Ticari hayatta holding ile grup şirketler arasındaki ilişkinin en bariz örneği holding genel giderlerinin bağlı şirketlere aktarımı ile finansman masraflarının yansıtılması biçiminde ortaya çıkmaktadır.Söz konusu aktarım ve yansıtmaya ilişkin olarak ortaya iki farklı durum çıkmaktadır.Birincisi aktarılan giderlerin sadece bir veya belirli bir şirket için yapılan masrafların durumu olup,ikincisi de holdingin tüm şirketlerini ilgilendiren genel idare giderlerinin paylaştırılmasıdır.Holdingler veya aynı gruba dahil diğer şirketler yurt içinden veya yurt dışından temin ettikleri kredileri diğer şirketlere kullandırabilmektedirler.Söz konusu krediler döviz kredisi veya Türk lirası cinsinden olabilmektedir.Prensip olarak,alınan kredi bir başka şirkete aktarıldığı zaman bu krediden doğan tüm masrafların da o şirkete aktarılması gerekmektedir.Döviz kredisinin değerlemesinden oluşacak kur farklarında krediyi kullanan şirkette gider ,kullandıran şirkette ise gelir kaydedilmesi gerekmektedir.Ayrıca gerek Türk lirası gerekse döviz kredilerinde olsun oluşacak faizlerin fatura düzenlenerek krediyi kullanan şirkete aktarılması gerekmektedir.
IV-SONUÇ:
Türkiye’de genel olarak,holdinglerin “aile şirketi” özelliklerinden kurtulamamaları ve bu tercihteki ısrarları sermaye piyasasının gelişimini önlemektedir.
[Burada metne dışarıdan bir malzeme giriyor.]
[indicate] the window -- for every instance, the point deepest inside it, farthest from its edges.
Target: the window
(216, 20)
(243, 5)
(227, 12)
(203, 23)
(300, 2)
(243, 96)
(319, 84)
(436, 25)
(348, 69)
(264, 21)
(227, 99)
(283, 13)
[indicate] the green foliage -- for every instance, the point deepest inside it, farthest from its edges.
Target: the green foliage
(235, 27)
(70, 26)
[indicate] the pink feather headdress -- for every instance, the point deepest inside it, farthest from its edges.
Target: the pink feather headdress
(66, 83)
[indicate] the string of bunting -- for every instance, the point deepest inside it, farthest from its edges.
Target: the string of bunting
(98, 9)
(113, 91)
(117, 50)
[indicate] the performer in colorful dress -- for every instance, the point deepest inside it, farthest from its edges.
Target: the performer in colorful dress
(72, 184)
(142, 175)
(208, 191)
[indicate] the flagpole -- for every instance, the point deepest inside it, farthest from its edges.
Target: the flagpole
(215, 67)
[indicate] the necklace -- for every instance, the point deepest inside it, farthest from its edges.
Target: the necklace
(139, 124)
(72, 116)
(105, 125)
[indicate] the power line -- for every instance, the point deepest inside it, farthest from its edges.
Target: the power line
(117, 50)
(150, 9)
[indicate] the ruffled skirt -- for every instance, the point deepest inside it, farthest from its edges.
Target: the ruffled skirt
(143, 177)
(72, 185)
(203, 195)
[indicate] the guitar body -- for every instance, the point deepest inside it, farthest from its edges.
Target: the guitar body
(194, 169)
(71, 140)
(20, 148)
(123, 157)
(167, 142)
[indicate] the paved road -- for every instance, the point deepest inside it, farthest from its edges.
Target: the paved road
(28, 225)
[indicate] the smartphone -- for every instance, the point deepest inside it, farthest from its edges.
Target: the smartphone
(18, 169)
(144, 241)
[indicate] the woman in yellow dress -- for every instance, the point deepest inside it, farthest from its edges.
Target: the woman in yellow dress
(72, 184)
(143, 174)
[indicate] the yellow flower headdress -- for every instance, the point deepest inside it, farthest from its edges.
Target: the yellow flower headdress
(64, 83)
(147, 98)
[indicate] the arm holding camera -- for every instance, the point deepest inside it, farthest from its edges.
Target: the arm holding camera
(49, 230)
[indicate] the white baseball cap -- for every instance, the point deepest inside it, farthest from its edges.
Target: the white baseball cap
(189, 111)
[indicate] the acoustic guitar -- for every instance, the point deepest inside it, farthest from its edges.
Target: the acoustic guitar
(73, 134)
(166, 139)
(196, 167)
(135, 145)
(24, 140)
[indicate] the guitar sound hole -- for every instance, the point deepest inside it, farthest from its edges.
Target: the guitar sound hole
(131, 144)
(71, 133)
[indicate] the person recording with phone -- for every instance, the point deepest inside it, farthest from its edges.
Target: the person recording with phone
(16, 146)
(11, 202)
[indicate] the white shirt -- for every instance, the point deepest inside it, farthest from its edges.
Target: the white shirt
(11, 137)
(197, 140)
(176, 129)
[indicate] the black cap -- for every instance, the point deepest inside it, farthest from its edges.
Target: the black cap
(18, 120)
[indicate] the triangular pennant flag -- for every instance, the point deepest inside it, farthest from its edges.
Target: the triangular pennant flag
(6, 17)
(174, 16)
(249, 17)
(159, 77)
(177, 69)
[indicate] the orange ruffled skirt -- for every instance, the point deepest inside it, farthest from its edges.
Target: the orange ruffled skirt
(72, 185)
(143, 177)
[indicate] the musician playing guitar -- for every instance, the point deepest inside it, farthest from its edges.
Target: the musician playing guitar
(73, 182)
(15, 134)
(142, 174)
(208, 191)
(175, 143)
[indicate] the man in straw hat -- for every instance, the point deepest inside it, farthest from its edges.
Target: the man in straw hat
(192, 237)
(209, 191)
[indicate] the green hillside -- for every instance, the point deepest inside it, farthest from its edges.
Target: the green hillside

Ayrıca,holdinglerin kendi bankalarının olması ve bunun sonucunda mal piyasalarında bir pazar gücü elde etmeye yönelik olarak rekabetçi piyasa yapısını etkilemeleri dikkat çekicidir.
Ercan Beyin yazısını okudum ama vergi ile ilgili avantajı anlayamadım. Sadece yansıtma işlemlerine yarıyorsa holding boyle bir oluşum yapmadan iki şirkete sahip olan herhangi bir kişi de aynı işlemleri bir holding olmadan da gerçekleştirebilir.
Merhabalar,
Siteyi araştırırken daha önce holdinglerin vergi avantajı ile ilgili bir konuda elinizde bir tez örneği olduğundan bahsettiğinizi gördüm. Bir şirketler topluluğunda muhasebe müdürü olarak çalışıyorum. Topluluğumuzu Holding çatısı altında birleştirmek için bir çalışma yapıyorum. Eğer elinizde bu ve buna benzer döküman veya kaynak varsa gönderirseniz çok memnun olurum.
İyi günler,
emrebozel@gmail.com
holdinglerle ilgili genel bir vergi avantajı yok. sadece birleşme esnasında normal işyeri devri gibi vergi doğmuyor o kadar. yani sizle ilgili tek madde kurumlar vergisi devir ve birleşme hükümleri ve bu maddeyle ilgili tebliğiler. daha sonrada muhasebeleşmede en önemli dikkat edeceğiniz husus transfer fiyatlandırması ve örtülü sermaye hükümleri. çünkü selçuk beyin daha önceki yazısında behsettiği gibi holding içindeki faaliyet alanları birbiriyle paslaşmakta.